The TAG system is marketed for the age range from 4 years to 8 years. While perhaps appropriate for 4 year old, the TAG system seems woefully out of touch with what 8 year old should be doing with reading -- devouring entire books on their own. The television commercial features children at the upper end of this age range, rather than the lower end of the range.

I think about how I became interested in reading and developed proficiency. My parents, especially my mother, selected books from the library to read out loud. Some of the books I remember her choosing include Beverly Cleary's Henry, Ramona and Beezus stories, Travers' Mary Poppins series, Heinlein's Red Planet, Baum's Oz books (our favorites were the less familiar books, like Ozma of Oz), and many others. My mother would read only one or two chapters each night. While this was fine when I was 4 or 5, as I got older, I became impatient to know more. My mother neither blocked nor encouraged me, but simply had the books available in the house, where I could find them on my own during the daytime, to read ahead. By the time I was 8 years old, I was consuming entire books on my own, regardless of whether they were "age appropriate" or not. For example, I read the entirety of Louisa May Alcott's Little Women the summer between second and third grade, when I was 8 years old. This was followed in short order by The Five Little Peppers and Rebecca of Sunnybrook Farm as well as other young people's classics.

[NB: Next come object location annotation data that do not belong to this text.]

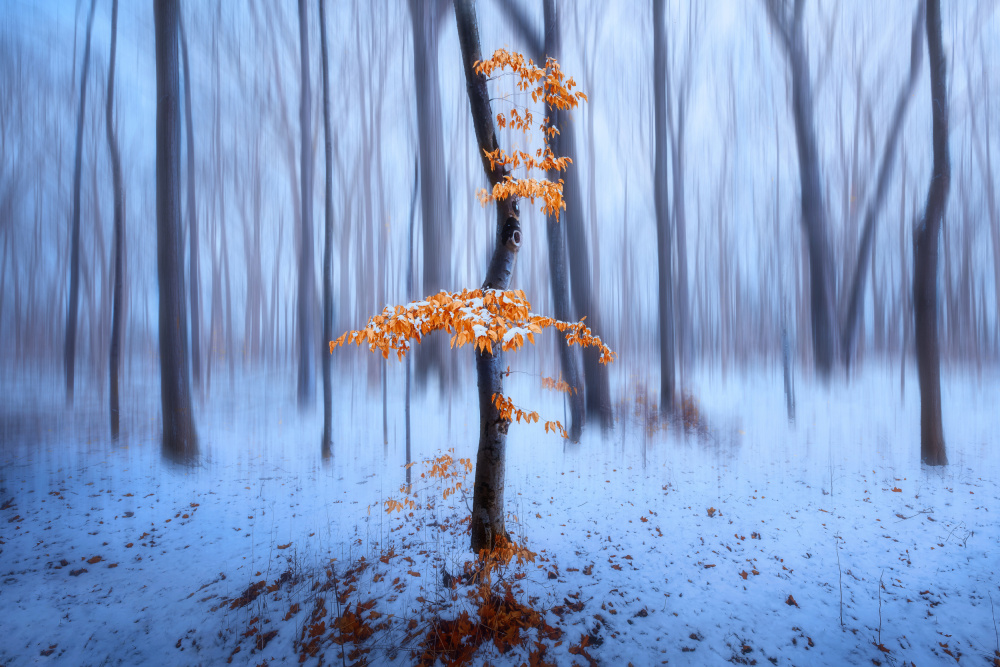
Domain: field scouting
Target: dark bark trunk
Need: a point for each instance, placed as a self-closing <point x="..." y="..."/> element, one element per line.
<point x="662" y="206"/>
<point x="306" y="319"/>
<point x="180" y="441"/>
<point x="69" y="350"/>
<point x="410" y="295"/>
<point x="683" y="324"/>
<point x="426" y="15"/>
<point x="195" y="282"/>
<point x="824" y="329"/>
<point x="925" y="253"/>
<point x="595" y="374"/>
<point x="327" y="443"/>
<point x="857" y="289"/>
<point x="556" y="236"/>
<point x="488" y="498"/>
<point x="114" y="361"/>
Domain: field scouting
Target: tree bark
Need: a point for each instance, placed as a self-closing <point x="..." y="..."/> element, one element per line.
<point x="180" y="441"/>
<point x="114" y="361"/>
<point x="426" y="16"/>
<point x="856" y="294"/>
<point x="195" y="283"/>
<point x="824" y="329"/>
<point x="306" y="318"/>
<point x="69" y="350"/>
<point x="488" y="498"/>
<point x="327" y="443"/>
<point x="925" y="253"/>
<point x="556" y="236"/>
<point x="662" y="206"/>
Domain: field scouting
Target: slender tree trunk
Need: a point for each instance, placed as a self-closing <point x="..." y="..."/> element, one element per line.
<point x="662" y="206"/>
<point x="327" y="443"/>
<point x="307" y="344"/>
<point x="426" y="15"/>
<point x="925" y="253"/>
<point x="69" y="351"/>
<point x="857" y="289"/>
<point x="410" y="295"/>
<point x="556" y="235"/>
<point x="488" y="498"/>
<point x="195" y="283"/>
<point x="180" y="441"/>
<point x="824" y="329"/>
<point x="114" y="362"/>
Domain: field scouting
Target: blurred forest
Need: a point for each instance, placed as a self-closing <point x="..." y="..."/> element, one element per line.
<point x="688" y="143"/>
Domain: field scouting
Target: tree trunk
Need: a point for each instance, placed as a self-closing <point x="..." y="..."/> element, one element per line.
<point x="69" y="350"/>
<point x="180" y="441"/>
<point x="327" y="442"/>
<point x="662" y="205"/>
<point x="306" y="319"/>
<point x="195" y="283"/>
<point x="857" y="290"/>
<point x="824" y="330"/>
<point x="925" y="253"/>
<point x="426" y="16"/>
<point x="488" y="498"/>
<point x="556" y="235"/>
<point x="114" y="362"/>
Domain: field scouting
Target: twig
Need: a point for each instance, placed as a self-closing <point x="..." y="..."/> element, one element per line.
<point x="840" y="577"/>
<point x="880" y="607"/>
<point x="995" y="633"/>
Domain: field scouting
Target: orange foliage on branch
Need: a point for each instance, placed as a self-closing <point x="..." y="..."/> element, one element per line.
<point x="482" y="317"/>
<point x="547" y="84"/>
<point x="511" y="412"/>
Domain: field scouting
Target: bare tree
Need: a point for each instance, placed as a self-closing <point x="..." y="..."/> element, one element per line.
<point x="856" y="293"/>
<point x="925" y="252"/>
<point x="327" y="242"/>
<point x="69" y="356"/>
<point x="180" y="441"/>
<point x="662" y="208"/>
<point x="306" y="319"/>
<point x="114" y="362"/>
<point x="788" y="28"/>
<point x="195" y="283"/>
<point x="556" y="236"/>
<point x="427" y="17"/>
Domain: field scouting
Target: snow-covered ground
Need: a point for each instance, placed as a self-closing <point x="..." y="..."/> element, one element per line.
<point x="751" y="541"/>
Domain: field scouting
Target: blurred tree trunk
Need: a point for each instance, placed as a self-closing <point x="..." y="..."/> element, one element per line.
<point x="857" y="288"/>
<point x="69" y="350"/>
<point x="925" y="253"/>
<point x="662" y="206"/>
<point x="180" y="442"/>
<point x="195" y="283"/>
<point x="595" y="374"/>
<point x="327" y="442"/>
<point x="114" y="363"/>
<point x="306" y="297"/>
<point x="985" y="161"/>
<point x="488" y="499"/>
<point x="822" y="304"/>
<point x="556" y="235"/>
<point x="427" y="17"/>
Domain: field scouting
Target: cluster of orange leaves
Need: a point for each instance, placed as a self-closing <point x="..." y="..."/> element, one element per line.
<point x="444" y="467"/>
<point x="551" y="86"/>
<point x="510" y="412"/>
<point x="558" y="385"/>
<point x="482" y="317"/>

The parent who reads to the child a book that is interesting, but just at the upper edge of the child's reading ability, encourages a curiosity and models the skill of reading. By failing to satisfy fully the child's desire to hear more of the story, and being unavailable to read out loud every time the child is interested, parents create a situation in which children must must stretch themselves to satisfy their craving for more story.

So I wonder what happens, when the child can satisfy that desire to hear more of the story read to them at any time? If they don't have to wait for mom or dad to sit down and read to them, but can use their TAG stylus, what impetus is there for them to read on their own. Moreover, the library of books developed for use with TAG are, at this point, focused on popular cartoon characters with simplistic vocabulary and stories. Books that feature Sponge Bob, Disney's Little Mermaid, the Cars from the animated feature film, Kung Fu and Diego from TV dominate the book line up. There is one classic story (the Little Engine Who Could). I must admit that Walter the Farting dog is quite entertaining, and what child (or adult) could resist being able to produce fart noises from a book! But none of these picture books provide the challenge to stretch and learn for an eight year old.

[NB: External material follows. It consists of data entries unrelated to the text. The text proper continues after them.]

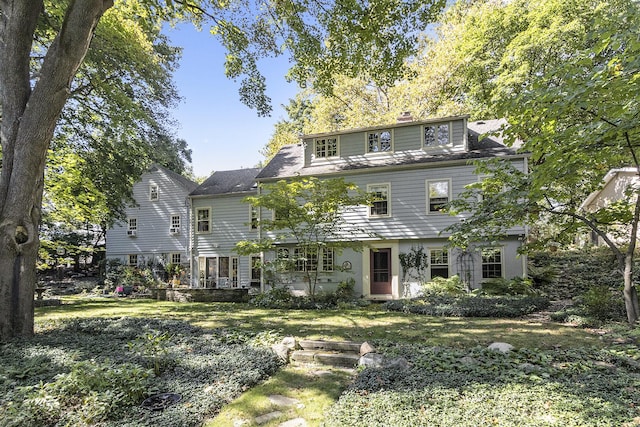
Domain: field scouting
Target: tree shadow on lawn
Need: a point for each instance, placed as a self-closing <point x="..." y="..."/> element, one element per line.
<point x="355" y="325"/>
<point x="444" y="387"/>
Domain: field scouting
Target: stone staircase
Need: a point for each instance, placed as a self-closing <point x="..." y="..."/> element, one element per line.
<point x="344" y="354"/>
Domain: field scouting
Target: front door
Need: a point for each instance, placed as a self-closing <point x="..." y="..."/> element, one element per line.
<point x="381" y="271"/>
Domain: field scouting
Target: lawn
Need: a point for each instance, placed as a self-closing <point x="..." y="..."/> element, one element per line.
<point x="558" y="375"/>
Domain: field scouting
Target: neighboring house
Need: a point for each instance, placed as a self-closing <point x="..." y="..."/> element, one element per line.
<point x="156" y="230"/>
<point x="616" y="186"/>
<point x="221" y="220"/>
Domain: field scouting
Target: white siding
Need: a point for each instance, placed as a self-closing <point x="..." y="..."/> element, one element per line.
<point x="153" y="238"/>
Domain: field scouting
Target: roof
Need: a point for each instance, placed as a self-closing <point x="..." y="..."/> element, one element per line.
<point x="183" y="181"/>
<point x="228" y="182"/>
<point x="289" y="161"/>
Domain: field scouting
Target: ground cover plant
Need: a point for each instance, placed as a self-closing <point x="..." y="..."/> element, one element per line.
<point x="437" y="386"/>
<point x="98" y="372"/>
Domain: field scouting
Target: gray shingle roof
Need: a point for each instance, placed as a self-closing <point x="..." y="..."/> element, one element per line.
<point x="185" y="182"/>
<point x="289" y="161"/>
<point x="228" y="182"/>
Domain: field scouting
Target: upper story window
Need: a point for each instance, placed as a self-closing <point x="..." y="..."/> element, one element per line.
<point x="326" y="147"/>
<point x="175" y="224"/>
<point x="491" y="263"/>
<point x="153" y="192"/>
<point x="379" y="141"/>
<point x="254" y="218"/>
<point x="203" y="220"/>
<point x="437" y="135"/>
<point x="438" y="195"/>
<point x="439" y="263"/>
<point x="381" y="205"/>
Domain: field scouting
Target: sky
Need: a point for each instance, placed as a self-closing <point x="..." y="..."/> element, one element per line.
<point x="222" y="133"/>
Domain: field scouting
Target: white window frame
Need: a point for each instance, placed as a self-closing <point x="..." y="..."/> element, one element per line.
<point x="198" y="231"/>
<point x="154" y="192"/>
<point x="436" y="132"/>
<point x="428" y="196"/>
<point x="132" y="260"/>
<point x="370" y="189"/>
<point x="378" y="150"/>
<point x="446" y="253"/>
<point x="175" y="225"/>
<point x="500" y="251"/>
<point x="176" y="258"/>
<point x="254" y="217"/>
<point x="324" y="143"/>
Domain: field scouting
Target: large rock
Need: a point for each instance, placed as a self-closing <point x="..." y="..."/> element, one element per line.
<point x="502" y="347"/>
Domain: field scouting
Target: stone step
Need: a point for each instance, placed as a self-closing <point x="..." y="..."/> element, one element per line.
<point x="323" y="357"/>
<point x="331" y="346"/>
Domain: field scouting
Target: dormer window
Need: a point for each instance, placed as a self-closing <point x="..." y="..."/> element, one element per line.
<point x="326" y="147"/>
<point x="153" y="192"/>
<point x="437" y="135"/>
<point x="379" y="141"/>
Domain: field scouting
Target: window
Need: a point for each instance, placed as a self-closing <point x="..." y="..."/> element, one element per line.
<point x="255" y="270"/>
<point x="254" y="218"/>
<point x="439" y="263"/>
<point x="326" y="147"/>
<point x="437" y="135"/>
<point x="380" y="206"/>
<point x="175" y="258"/>
<point x="153" y="192"/>
<point x="327" y="259"/>
<point x="491" y="263"/>
<point x="379" y="141"/>
<point x="203" y="220"/>
<point x="438" y="195"/>
<point x="175" y="224"/>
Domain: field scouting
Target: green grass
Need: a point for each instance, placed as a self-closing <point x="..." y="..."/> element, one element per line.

Most of my community college students can read a sentence, or a short paragraph, and they can look for answers to question that are specific, factual, and phrased in exactly the same vocabulary as the text. But few can generalize or summarize from readings longer than a page or two, and are likely to give you a blank stare if you ask them "what is the book about?" I can't help but fear that technologies like LeapFrog's TAG will produce more rather than fewer poor readers.